The 0.2 % offset yield strength is obtained graphically by shifting the straight line near the beginning of the curve through the point with 0.2 % strain. The resulting intersection with the stress-strain curve then corresponds to the offset yield strength. In some special cases, a 0.01 % offset yield strength is also used, at which the material then has a permanent strain of 0.01 % ( \(\sigma_{y0.01}\)).

For materials that do not have a pronounced yield strength, an offset yield strength is used, which indicates the stress at a fixed permanent strain!

*Note:* In contrast to the yield strength at which the material does not undergo any permanent deformation after the force has been removed, the material remains deformed at the offset yield strength!
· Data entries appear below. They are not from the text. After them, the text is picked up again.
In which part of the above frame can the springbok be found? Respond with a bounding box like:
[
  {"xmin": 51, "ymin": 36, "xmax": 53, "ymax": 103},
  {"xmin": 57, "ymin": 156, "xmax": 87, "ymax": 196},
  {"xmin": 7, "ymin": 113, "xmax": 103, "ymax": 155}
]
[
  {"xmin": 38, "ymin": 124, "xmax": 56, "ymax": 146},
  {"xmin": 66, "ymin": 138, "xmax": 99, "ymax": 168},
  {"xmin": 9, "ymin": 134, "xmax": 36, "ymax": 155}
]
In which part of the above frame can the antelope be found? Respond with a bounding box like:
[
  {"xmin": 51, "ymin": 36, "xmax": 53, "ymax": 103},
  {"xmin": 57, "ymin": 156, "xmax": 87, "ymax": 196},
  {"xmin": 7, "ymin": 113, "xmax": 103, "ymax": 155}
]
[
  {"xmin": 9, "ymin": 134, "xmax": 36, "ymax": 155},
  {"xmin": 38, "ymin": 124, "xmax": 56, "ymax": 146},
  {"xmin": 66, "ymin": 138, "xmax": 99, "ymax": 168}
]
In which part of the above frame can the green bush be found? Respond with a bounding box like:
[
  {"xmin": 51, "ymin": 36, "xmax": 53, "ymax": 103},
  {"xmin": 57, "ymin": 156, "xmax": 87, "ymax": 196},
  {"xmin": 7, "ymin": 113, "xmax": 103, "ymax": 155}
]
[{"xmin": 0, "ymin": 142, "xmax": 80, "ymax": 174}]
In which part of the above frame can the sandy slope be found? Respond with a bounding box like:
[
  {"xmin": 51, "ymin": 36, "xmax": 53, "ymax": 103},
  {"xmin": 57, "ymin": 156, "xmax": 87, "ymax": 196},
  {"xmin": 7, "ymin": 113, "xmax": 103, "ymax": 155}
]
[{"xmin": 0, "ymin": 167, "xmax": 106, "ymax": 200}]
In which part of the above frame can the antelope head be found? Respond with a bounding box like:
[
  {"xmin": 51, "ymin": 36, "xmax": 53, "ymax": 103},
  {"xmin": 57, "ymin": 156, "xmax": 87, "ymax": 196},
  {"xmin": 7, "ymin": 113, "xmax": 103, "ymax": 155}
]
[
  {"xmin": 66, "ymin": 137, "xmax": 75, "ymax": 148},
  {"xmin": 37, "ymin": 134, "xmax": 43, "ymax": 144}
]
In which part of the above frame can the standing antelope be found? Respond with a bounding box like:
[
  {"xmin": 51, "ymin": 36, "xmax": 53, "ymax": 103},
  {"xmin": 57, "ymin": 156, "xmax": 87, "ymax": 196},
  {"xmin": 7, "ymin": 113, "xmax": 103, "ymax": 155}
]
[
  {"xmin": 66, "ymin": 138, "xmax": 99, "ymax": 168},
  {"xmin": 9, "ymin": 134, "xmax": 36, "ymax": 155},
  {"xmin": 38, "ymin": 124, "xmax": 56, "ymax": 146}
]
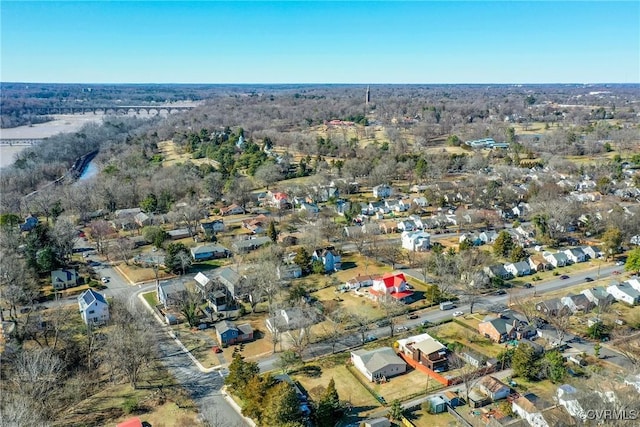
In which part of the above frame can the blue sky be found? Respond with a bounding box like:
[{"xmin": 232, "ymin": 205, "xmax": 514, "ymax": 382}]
[{"xmin": 0, "ymin": 0, "xmax": 640, "ymax": 83}]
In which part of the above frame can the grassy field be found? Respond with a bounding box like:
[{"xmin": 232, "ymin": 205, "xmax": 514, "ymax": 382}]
[
  {"xmin": 405, "ymin": 409, "xmax": 458, "ymax": 427},
  {"xmin": 293, "ymin": 365, "xmax": 380, "ymax": 415},
  {"xmin": 53, "ymin": 364, "xmax": 200, "ymax": 427}
]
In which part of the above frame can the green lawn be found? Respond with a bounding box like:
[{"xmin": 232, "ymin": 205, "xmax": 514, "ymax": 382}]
[{"xmin": 142, "ymin": 291, "xmax": 158, "ymax": 307}]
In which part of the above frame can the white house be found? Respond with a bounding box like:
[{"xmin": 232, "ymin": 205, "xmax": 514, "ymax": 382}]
[
  {"xmin": 78, "ymin": 289, "xmax": 109, "ymax": 325},
  {"xmin": 351, "ymin": 347, "xmax": 407, "ymax": 381},
  {"xmin": 542, "ymin": 251, "xmax": 569, "ymax": 267},
  {"xmin": 402, "ymin": 231, "xmax": 431, "ymax": 252},
  {"xmin": 369, "ymin": 273, "xmax": 413, "ymax": 301},
  {"xmin": 607, "ymin": 283, "xmax": 640, "ymax": 305},
  {"xmin": 412, "ymin": 197, "xmax": 429, "ymax": 208},
  {"xmin": 373, "ymin": 184, "xmax": 393, "ymax": 198},
  {"xmin": 504, "ymin": 261, "xmax": 531, "ymax": 277},
  {"xmin": 564, "ymin": 248, "xmax": 587, "ymax": 263}
]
## True stress-strain curve

In the previous analysis, the tensile load was always referred to the initial cross-section of the specimen (“engineering stress”), dispite the fact that it changes in reality (“true stress”). If the force is always related to the actual cross-section of the specimen, the *true stress-strain curve* is obtained. The diagram below shows the two curves in comparison.

Although the sample cross-section already changes in the elastic range, it does so to such a small extent that both curves initially run almost identically. Only after reaching the yield point do the curves show clearer differences, since the specimen cross-section only decreases significantly in the uniform strain range due to the high elongation and volume constancy. In this region, the true stress increases more than the strain hardening. This is the reason for the strong divergence of the two curves.

This effect is further enhanced by necking. Overall, it becomes obvious that the true stress must be continuously increased in contrast to the engineering stress in order to ultimately fracture the sample. For the egineer, however, the true stress is of no interest, since the dimensioning of components is always based on the undeformed state anyway.